Esta semana me ocorreu algo bem material e plausível. Não pela primeira vez a minha turma viu que a aula estava com problemas, sentiu-se incomodada com a maneira que as coisas estavam sendo conduzidas. Abriu-se um espaço e em breve estávamos todos sentados em círculo rediscutindo o problema das aulas com a professora. Para isso não foi preciso que “elementos conscientes e militantes exemplares” adotassem a postura da vanguarda salvadora, não foi preciso uma obrigação institucional: a necessidade de avaliar surge da consciência do poder de decisão da turma, do saber que avaliar implica em mudar, que se pode juntar os estudantes para pensar o que acontece em seu ensino. A nossa realidade educacional, sabemos, não é a promotora deste tipo de coisa e quando a promove promove no espontâneo, no acaso de alguém que indignado com as estruturas resolve estudar e agir contra a norma. No caso da avaliação de curso, as coisas não aconteceram dessa maneira. No curso de Psicologia existe um histórico estudantil que sustenta a clareza a respeito da necessidade de avaliar uma disciplina e se empoderar os estudantes para que façam propostas ao currículo. Isso começou de um horizonte, um pensamento que aos poucos foi compartilhado, partiu do utópico de que um dia estudantes da graduação iriam, quando bem quisessem, avaliar a disciplina e modificá-la de acordo com as necessidades da turma. No início obviamente não foi tão simples assim: movimentos contrários, o discurso deslegitimador de professores que julgam os estudantes como incapazes, a ausência de uma mobilização massiva. Da confusão e do conflito direto passou-se a elaboração cada vez mais séria de um projeto de avaliação estudantil, feito de sala em sala, aprovado em assembléia e que conseguisse sintetizar o que os estudantes de psicologia entendiam como necessário para seus instrumentos e métodos de avaliação. Para depois de assembléias cheias aprovar mudanças significativas no currículo e propostas inovadoras para o ciclo profissionalizante do Projeto Político pedagógico. E isso não foi obra do acaso, do além, do espontâneo. Foi fruto de intenso trabalho estudantil, desgaste, tempo, elaboração...

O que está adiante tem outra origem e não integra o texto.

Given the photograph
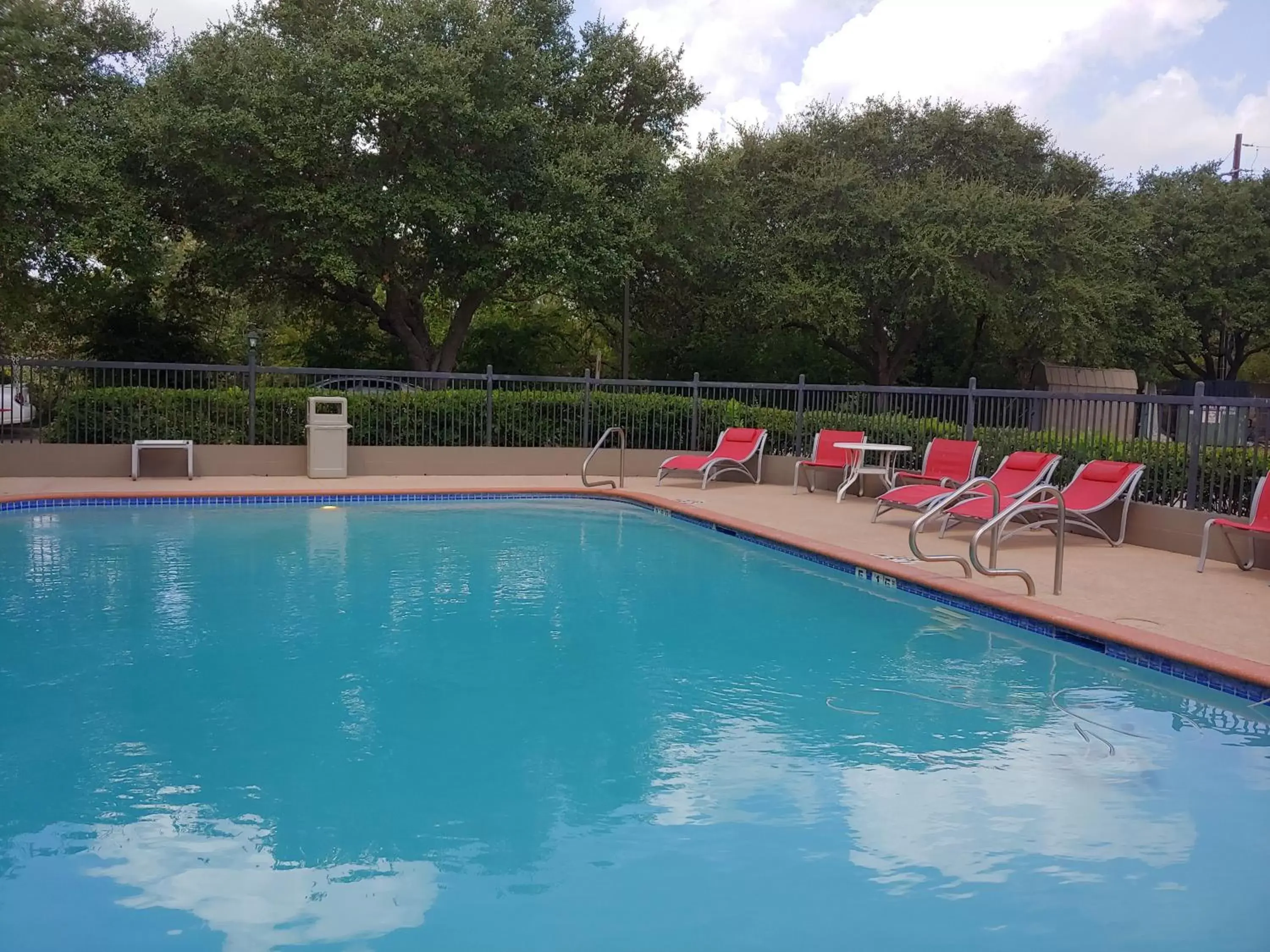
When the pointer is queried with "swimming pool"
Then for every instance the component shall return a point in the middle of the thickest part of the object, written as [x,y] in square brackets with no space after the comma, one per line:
[563,725]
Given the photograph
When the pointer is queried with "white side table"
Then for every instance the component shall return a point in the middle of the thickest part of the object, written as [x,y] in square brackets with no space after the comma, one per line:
[187,445]
[884,468]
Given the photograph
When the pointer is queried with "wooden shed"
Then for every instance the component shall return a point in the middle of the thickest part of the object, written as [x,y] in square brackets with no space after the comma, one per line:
[1112,418]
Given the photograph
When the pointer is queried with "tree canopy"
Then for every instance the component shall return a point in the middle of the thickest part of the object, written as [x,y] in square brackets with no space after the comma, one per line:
[413,160]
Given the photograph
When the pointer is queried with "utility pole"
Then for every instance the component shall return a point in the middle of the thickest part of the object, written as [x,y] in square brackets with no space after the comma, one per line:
[627,329]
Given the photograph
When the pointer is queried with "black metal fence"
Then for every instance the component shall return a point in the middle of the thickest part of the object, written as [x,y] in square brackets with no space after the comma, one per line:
[1201,452]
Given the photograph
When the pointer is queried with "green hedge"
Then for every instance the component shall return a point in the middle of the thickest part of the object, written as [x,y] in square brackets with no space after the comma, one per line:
[555,418]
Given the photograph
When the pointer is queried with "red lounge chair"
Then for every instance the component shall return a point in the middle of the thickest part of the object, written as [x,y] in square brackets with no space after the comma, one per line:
[1260,523]
[826,456]
[736,447]
[1095,487]
[1016,474]
[948,462]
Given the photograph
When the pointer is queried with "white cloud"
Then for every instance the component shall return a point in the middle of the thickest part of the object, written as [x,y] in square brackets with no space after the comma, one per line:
[182,17]
[759,60]
[1168,121]
[985,50]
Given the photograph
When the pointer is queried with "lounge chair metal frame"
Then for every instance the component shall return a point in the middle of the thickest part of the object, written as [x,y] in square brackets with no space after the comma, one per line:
[717,466]
[1076,518]
[811,465]
[1253,528]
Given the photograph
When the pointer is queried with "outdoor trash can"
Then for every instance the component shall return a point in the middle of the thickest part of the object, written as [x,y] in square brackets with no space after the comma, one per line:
[328,438]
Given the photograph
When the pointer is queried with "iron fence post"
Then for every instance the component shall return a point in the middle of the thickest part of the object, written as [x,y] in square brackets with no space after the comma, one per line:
[251,396]
[696,409]
[1194,443]
[586,408]
[798,414]
[969,408]
[489,404]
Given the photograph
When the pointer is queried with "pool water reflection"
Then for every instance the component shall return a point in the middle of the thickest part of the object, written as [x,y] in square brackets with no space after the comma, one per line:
[572,726]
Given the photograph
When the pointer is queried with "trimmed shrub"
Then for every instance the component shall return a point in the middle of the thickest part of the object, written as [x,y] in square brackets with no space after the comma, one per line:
[558,418]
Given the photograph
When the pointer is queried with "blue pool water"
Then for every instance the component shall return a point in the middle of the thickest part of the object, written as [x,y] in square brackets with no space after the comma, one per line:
[576,726]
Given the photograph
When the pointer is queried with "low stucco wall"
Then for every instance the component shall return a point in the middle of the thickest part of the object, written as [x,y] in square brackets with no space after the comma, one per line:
[1150,526]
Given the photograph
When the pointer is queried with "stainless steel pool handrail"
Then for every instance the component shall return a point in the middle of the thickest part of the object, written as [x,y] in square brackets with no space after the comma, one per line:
[1024,503]
[943,507]
[621,460]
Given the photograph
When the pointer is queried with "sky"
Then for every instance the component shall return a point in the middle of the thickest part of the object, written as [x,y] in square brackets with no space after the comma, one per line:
[1136,84]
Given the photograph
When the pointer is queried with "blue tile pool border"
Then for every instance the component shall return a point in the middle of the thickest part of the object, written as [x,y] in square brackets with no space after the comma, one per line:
[1183,671]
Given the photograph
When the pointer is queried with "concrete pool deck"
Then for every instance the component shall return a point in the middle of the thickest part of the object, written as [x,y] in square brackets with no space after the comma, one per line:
[1147,598]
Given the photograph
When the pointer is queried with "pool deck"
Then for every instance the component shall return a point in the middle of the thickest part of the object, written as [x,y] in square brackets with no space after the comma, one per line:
[1146,598]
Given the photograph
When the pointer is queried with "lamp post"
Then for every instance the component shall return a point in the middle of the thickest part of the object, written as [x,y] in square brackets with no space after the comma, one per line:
[253,342]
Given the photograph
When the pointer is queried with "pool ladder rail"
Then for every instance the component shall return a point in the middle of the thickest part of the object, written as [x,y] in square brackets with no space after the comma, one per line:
[992,528]
[621,460]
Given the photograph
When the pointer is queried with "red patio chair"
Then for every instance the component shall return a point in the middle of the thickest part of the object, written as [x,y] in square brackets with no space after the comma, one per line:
[949,462]
[1016,474]
[737,446]
[1095,487]
[826,456]
[1260,523]
[945,466]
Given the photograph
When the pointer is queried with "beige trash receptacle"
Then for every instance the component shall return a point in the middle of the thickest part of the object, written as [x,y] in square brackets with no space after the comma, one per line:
[328,438]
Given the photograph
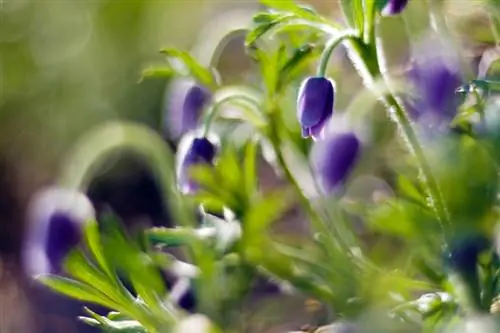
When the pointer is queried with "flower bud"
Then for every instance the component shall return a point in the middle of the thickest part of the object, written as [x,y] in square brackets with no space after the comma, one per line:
[199,151]
[55,220]
[315,105]
[392,7]
[435,76]
[334,159]
[185,103]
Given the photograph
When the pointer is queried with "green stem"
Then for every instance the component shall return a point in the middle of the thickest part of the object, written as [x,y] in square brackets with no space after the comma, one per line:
[369,24]
[368,56]
[215,109]
[330,47]
[275,140]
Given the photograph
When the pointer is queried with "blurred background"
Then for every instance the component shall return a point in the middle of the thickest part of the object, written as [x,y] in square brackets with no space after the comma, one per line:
[66,65]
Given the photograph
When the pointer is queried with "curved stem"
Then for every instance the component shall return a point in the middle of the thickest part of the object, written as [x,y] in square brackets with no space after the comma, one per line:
[275,140]
[368,56]
[90,154]
[330,47]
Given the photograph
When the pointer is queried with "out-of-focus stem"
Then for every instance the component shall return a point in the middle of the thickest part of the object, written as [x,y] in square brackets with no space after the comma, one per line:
[368,56]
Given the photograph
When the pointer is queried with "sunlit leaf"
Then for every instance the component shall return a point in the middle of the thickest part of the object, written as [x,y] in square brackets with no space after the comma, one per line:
[76,290]
[157,72]
[93,240]
[353,12]
[112,326]
[81,269]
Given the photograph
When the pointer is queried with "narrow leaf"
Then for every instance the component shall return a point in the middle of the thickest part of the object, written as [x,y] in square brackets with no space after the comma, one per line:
[76,290]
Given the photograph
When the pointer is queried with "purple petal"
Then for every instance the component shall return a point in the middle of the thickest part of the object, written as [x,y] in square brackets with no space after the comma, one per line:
[334,158]
[315,101]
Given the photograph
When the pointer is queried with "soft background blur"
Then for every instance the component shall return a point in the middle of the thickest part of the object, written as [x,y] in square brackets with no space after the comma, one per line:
[66,65]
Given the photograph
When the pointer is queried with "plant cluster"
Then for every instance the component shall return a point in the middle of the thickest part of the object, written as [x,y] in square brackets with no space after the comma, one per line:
[434,266]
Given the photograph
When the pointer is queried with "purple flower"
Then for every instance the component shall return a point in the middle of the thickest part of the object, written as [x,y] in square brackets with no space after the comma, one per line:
[393,7]
[55,221]
[198,151]
[333,159]
[315,105]
[435,75]
[185,103]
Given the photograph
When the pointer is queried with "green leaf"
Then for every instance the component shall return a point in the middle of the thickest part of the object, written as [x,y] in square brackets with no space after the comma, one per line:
[172,236]
[264,212]
[157,72]
[124,326]
[93,241]
[264,24]
[293,65]
[229,168]
[77,290]
[191,65]
[79,268]
[410,191]
[291,6]
[139,267]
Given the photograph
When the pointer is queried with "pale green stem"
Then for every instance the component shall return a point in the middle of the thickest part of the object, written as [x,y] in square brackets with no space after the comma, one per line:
[216,108]
[330,47]
[369,57]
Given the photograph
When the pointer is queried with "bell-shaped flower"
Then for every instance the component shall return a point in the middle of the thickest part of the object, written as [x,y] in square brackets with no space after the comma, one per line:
[56,218]
[333,160]
[193,151]
[315,104]
[186,100]
[435,75]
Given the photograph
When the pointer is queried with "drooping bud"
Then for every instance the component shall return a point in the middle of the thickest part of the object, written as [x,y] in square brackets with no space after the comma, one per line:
[333,160]
[391,7]
[435,76]
[315,105]
[197,151]
[185,103]
[55,221]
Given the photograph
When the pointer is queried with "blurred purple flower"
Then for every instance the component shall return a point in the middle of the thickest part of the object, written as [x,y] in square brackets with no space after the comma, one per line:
[55,221]
[185,103]
[198,151]
[333,159]
[393,7]
[315,105]
[435,75]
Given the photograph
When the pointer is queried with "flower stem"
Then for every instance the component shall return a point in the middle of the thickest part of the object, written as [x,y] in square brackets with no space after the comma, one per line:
[330,47]
[368,56]
[274,137]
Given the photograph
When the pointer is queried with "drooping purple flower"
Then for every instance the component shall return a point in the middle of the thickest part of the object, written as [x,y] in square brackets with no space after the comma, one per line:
[393,7]
[55,220]
[197,151]
[435,75]
[333,160]
[185,103]
[315,105]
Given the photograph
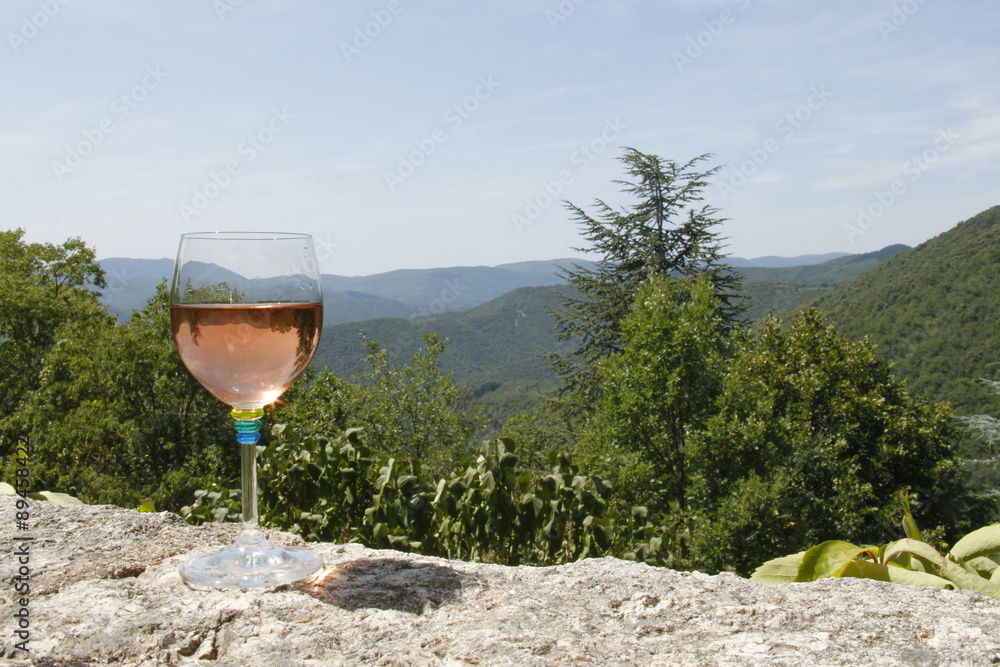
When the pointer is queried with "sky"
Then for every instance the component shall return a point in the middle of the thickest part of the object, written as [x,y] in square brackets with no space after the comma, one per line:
[405,134]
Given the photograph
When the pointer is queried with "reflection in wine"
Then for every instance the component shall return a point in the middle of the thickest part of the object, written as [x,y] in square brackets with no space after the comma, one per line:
[247,354]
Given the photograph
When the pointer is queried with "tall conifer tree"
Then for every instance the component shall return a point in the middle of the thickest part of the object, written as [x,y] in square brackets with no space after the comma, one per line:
[667,231]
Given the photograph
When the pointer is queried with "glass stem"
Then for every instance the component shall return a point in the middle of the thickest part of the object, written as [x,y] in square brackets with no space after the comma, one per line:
[248,434]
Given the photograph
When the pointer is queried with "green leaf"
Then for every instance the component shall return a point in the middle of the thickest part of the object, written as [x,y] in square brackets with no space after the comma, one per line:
[824,559]
[863,569]
[940,566]
[901,575]
[978,543]
[779,570]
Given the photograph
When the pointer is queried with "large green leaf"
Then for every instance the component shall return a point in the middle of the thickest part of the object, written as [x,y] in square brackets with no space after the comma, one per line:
[940,566]
[901,575]
[826,558]
[779,570]
[978,543]
[863,569]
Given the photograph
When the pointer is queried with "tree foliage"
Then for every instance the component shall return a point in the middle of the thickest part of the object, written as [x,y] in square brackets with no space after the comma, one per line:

É um exemplo simples e restrito, eu sei. Mas são coisas assim que me mostram que o utópico não um inalcançável mas um horizonte, onde cada pequeno passo me enche o peito de satisfação e da certeza de que a mudança não só é possível: é uma alternativa real. Da mesma forma que a espontaneidade de uma criança me faz acreditar que é possível vivermos de outra forma, da mesma maneira que os movimentos sociais tomam ruas e lugares, da mesma forma que a ocupação de Dandara e muitas outras resistem e reivindicam enquanto cidadãos seus direitos; da mesma forma a avaliação de curso da Psicologia da UFSC mostra, pra mim, a cada pequeno passo, que essa direção a utopia não é uma jornada sem sentido ou esgotante, mas revigorante e feliz. Me crio nos momentos de loucura.

Jamais abrirei mão do maior e mais gostoso de todos os delírios: o da utopia, o do sonho e o da mudança.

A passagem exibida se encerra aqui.